Vu I°), sous le n° 14BX00439, la requête, enregistrée le 11 février 2014, présentée pour la commune de Kourou, représentée par son maire, par Me Mbilampindo, avocat ;

La commune de Kourou demande à la cour :

1°) d'annuler le jugement n° 1200389 du 19 décembre 2013 par lequel le tribunal administratif de Cayenne a annulé le marché de collecte des déchets ménagers qu'elle avait conclu avec la société Sogema, et l'a condamnée à verser une indemnité de 71 147,80 euros à la société Guyane Collecte Collectivités (GCC), concurrente évincée, en réparation de ses préjudices, ainsi que les intérêts légaux sur cette somme à compter du 5 mars 2012 ;

2°) de rejeter la demande de la société Guyane Collecte Collectivités ;

3°) de mettre à la charge de cette société une somme de 5 000 euros au titre de l'article L.761-1 du code de justice administrative ;

..........................................................................................................

Vu II°), sous le n° 14BX00440, la requête, enregistrée le 11 février 2014, présentée pour la commune de Kourou, représentée par son maire, par Me Mbilampindo, avocat ;

La commune de Kourou demande à la cour :

1°) de prononcer le sursis à l'exécution du jugement n° 1200389 du 19 décembre 2013 par lequel le tribunal administratif de Cayenne a annulé le marché de collecte des déchets ménagers qu'elle avait conclu avec la Sogema, et l'a condamnée à verser une indemnité de 71 147,80 euros à la société Guyane Collecte Collectivités (GCC), concurrente évincée, en réparation de ses préjudices, ainsi que les intérêts légaux sur cette somme à compter du 5 mars 2012 ;

2°) de rejeter la demande de la société Guyane Collecte Collectivités ;

3°) de mettre à la charge de cette société une somme de 4 000 euros à lui verser au titre de l'article L.761-1 du code de justice administrative ;

..........................................................................................................

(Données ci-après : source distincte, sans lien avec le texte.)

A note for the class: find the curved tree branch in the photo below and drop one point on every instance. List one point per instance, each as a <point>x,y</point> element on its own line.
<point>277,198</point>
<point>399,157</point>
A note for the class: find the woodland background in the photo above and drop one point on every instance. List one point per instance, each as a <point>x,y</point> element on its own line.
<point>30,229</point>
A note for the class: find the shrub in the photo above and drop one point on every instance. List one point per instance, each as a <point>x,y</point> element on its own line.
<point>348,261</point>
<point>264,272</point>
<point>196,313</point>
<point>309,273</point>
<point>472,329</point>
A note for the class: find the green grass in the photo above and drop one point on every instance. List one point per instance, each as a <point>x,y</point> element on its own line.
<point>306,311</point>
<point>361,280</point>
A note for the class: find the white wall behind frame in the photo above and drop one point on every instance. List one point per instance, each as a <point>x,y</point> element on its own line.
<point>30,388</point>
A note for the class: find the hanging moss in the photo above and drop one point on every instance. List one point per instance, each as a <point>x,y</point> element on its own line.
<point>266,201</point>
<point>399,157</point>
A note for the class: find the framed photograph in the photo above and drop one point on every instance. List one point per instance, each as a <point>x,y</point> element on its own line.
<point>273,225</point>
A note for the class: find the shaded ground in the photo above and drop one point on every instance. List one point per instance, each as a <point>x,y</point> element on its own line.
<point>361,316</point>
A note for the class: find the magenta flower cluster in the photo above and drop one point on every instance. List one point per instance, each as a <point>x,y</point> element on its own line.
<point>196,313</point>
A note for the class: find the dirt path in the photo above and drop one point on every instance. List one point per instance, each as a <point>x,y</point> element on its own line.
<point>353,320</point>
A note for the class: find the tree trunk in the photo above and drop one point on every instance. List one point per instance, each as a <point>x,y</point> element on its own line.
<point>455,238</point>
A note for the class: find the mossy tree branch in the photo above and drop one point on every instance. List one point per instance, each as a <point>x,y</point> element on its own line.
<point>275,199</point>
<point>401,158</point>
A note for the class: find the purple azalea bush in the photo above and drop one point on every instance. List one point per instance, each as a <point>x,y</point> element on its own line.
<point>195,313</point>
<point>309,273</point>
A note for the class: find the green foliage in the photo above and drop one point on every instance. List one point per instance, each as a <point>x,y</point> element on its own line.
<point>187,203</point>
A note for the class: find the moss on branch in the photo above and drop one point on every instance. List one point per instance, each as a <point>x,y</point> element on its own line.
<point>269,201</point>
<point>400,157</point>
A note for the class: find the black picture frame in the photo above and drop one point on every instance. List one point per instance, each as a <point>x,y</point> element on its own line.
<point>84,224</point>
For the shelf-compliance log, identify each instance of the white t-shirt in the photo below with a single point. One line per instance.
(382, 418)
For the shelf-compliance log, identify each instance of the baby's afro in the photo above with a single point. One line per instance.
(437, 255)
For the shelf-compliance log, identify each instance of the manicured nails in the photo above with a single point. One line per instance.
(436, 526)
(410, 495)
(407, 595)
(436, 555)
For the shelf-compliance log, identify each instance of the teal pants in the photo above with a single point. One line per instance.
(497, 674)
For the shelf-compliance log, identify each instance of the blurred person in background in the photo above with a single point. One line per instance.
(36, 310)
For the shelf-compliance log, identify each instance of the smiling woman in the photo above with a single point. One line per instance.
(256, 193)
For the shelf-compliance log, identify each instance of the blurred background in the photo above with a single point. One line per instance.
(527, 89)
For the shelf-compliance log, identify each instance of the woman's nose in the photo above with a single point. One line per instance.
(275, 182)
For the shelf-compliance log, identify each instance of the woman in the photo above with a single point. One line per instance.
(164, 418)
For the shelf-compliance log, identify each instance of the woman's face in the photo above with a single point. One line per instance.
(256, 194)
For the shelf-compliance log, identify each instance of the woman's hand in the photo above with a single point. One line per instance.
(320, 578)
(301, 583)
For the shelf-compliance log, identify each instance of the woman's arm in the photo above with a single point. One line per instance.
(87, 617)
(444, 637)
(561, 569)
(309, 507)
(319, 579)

Vu III°), sous le n° 14BX00568, la requête, enregistrée le 20 février 2014, présentée pour la société Sogema, dont le siège est 391 Route Baduel à Cayenne (97300), par la société d'avocats Hdla ;

La société Sogema demande à la cour :

1°) d'annuler le jugement n° 1200389 du 19 décembre 2013 en tant que le tribunal administratif de Cayenne a prononcé l'annulation à effet différé du marché de collecte des déchets ménagers qu'elle a conclu avec la commune de Kourou ;

2°) de mettre à la charge de la société Guyane Collecte Collectivités une somme de 5 000 euros au titre de l'article L.761-1 du code de justice administrative ;

..........................................................................................................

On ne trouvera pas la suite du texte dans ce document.